If when somebody asks you if there were many people somewhere and you say “Bah, we were just four cats” that might look as a negative answer. This is just the opposite if we talk about the Quatre Gats, the tavern which became the heart of the modernist bohemians for many years.

Walking down along the emblematic Porta de l’Angel street, we’ll find in our right the Montsió street, and since 1897, this picturesque bar which was managed by the not less picturesque Pere Romeu. This tall man, half artist and half businessman was painted by several painters and friends as Santiago Rusiñol, Ramon Casas, Joaquín Mir and Miquel Utrillo. Encouraged by his friends, Romeu decided to open a tavern which become the center for gatherings and exhibitions. Romeu had worded in the Chat Noir in Paris and he wanted to create the same atmosphere in Barcelona.

An he succeeded, indeed. To start, he opened his bar in the ground floor of a modernist building known as Casa Martí and designed by the well known architect Josep Puig i Cadafalch, who is the creator of emblematic buildings like the Casa Amatller or the Casa de les Punxes. Its rooms had an eclectic decoration as other modernist houses and within its four walls, Picasso made his first exhibitions and a new magazine was born: the Quatre Gats.

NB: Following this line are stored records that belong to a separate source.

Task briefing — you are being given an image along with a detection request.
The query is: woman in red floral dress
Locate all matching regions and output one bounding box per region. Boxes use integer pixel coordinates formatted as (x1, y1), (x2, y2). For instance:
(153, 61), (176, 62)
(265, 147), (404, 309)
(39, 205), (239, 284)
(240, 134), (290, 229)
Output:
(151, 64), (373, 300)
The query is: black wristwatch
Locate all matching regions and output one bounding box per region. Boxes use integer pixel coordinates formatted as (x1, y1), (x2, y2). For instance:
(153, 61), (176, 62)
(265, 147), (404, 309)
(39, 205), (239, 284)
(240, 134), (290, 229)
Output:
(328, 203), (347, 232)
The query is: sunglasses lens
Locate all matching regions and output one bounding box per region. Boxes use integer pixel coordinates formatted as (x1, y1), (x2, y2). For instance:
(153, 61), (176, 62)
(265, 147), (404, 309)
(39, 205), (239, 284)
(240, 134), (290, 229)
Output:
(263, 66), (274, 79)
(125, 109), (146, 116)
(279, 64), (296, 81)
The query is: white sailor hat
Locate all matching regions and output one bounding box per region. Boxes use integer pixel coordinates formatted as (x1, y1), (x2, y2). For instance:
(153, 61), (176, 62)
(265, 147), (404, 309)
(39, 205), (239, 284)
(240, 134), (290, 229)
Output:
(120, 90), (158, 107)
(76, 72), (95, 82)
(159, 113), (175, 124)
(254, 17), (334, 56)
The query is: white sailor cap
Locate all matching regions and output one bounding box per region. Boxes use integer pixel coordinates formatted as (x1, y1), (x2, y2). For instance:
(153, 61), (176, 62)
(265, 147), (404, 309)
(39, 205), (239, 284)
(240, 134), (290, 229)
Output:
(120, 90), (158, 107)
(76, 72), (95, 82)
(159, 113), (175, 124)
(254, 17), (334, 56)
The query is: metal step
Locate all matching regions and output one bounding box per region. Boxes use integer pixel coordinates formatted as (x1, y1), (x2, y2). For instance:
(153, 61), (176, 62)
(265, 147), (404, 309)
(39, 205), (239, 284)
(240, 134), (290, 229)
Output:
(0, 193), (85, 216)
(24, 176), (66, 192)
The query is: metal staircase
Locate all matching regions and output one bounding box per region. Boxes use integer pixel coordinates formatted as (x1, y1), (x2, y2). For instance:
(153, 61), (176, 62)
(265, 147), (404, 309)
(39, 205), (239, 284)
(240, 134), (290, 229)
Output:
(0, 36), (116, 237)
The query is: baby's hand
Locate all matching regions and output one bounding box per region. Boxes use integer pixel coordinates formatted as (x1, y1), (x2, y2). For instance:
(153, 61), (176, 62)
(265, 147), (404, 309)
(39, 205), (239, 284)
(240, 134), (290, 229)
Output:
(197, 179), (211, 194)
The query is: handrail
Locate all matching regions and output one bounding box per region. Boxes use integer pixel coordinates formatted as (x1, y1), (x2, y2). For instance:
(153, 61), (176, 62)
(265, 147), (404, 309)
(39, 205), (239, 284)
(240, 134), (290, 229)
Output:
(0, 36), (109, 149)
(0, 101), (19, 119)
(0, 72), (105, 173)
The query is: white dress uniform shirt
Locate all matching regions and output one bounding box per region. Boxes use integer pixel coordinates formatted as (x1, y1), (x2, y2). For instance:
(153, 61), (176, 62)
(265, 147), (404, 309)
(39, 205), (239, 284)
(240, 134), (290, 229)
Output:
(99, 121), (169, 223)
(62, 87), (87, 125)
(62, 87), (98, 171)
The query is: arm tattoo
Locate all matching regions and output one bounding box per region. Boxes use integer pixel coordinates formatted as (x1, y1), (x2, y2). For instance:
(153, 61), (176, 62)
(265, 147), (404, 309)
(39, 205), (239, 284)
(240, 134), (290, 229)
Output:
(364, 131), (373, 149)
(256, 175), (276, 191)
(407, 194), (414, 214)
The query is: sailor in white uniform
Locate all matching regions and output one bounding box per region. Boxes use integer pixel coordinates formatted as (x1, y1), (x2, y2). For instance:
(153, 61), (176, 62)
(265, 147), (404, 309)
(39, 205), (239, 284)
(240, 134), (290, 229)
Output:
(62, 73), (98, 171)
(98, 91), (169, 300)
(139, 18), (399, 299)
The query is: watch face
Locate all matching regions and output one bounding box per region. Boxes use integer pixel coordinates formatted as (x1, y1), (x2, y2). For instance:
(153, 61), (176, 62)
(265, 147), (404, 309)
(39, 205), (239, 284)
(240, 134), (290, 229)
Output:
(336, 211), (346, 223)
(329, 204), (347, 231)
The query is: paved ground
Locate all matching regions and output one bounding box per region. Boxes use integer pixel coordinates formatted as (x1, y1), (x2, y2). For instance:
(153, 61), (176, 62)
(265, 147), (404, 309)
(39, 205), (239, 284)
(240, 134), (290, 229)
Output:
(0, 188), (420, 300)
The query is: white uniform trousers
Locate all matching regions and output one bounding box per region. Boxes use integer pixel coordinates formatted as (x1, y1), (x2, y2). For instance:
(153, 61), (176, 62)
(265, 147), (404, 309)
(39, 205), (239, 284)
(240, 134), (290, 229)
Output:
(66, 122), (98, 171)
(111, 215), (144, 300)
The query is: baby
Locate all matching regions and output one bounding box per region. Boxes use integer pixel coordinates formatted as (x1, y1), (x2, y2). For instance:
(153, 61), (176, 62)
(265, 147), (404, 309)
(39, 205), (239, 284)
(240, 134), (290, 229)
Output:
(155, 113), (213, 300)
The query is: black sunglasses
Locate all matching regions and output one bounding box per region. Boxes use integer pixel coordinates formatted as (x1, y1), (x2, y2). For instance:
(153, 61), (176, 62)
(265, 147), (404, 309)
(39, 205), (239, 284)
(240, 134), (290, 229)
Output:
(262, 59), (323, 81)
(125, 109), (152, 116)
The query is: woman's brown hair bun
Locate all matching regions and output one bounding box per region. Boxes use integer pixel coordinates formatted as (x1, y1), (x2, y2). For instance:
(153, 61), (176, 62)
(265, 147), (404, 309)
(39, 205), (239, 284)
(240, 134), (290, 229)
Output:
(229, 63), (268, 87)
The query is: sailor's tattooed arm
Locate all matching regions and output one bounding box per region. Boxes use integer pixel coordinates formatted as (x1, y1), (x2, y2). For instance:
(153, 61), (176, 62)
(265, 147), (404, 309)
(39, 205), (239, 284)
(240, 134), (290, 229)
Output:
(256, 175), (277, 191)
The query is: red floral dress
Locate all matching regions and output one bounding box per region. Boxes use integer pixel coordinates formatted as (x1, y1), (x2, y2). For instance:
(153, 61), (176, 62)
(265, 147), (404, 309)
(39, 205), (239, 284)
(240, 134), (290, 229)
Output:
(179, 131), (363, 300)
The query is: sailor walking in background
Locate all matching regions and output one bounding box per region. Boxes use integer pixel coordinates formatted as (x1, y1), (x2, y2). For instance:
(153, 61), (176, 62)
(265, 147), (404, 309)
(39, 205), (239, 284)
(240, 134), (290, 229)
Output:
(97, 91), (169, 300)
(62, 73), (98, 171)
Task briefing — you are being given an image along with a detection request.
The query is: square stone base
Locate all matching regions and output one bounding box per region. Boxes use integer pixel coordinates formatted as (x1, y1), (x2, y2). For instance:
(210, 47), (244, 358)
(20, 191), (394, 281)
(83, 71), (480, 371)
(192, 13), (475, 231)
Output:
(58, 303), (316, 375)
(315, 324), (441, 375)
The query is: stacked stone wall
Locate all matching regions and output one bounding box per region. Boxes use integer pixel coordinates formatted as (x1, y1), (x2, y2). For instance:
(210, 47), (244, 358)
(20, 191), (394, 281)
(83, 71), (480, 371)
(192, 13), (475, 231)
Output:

The Quatre Gats. Santiago Rusiñol and his friends have fun

Menu quatre gats de Picasso. Font: Pinterest

Musicians like Isaac Albéniz, Enric Granados and Lluís Millet visited this singular tavern as well as the architect Antoni Gaudi, the painter Isidre Nonell or the illustrator Ricard Opisso. The list is endless. The fame of the local was really big the money wasn’t. Romeu had the bad good habit of not cash or give credit. In 1903 he was forced to close his business. Until the Civil War, the building was the venue of the Circulo Cultural Sant Lluc and afterwards it lived a decadent period until it was re-opened during the ’70 under the same name and refurbished during the ’90.

Inside, you’ll be surprised by the coffeehouse in the entrance, with rustic elements and dominated by the famous painting Tandem, by Ramon Casas (the original is in the National Art Museum of Catalonia) and ceramics with floral designs which contrasts with the art-decó decoration of the dining-room: the lamps hanging on the columns, the mezzanine in wood with tables for two and the piano to live up the evening.

But if you like the interior, you’ll be carried away by the facade: the oval arches with the stained glasses, the forge in the balconies, the Eusebi Arnau sculptures or the image of Saint Joseph, by Llimona. Its a legendary building.

Despite of the amount of tourist who visit the tavern everyday, the barcelonians still like to go. This is a real pleasure to sit there and just imagine the artist, rebel sons of the Catalan bourgeoisie o young artists just coming from Paris. You might heard them asking for absinthe. Probably you should pay for them or Romeu just will give them some credit. Little stories from the History.

So you know now, Paris had a Chat Noir, but Barcelona, four!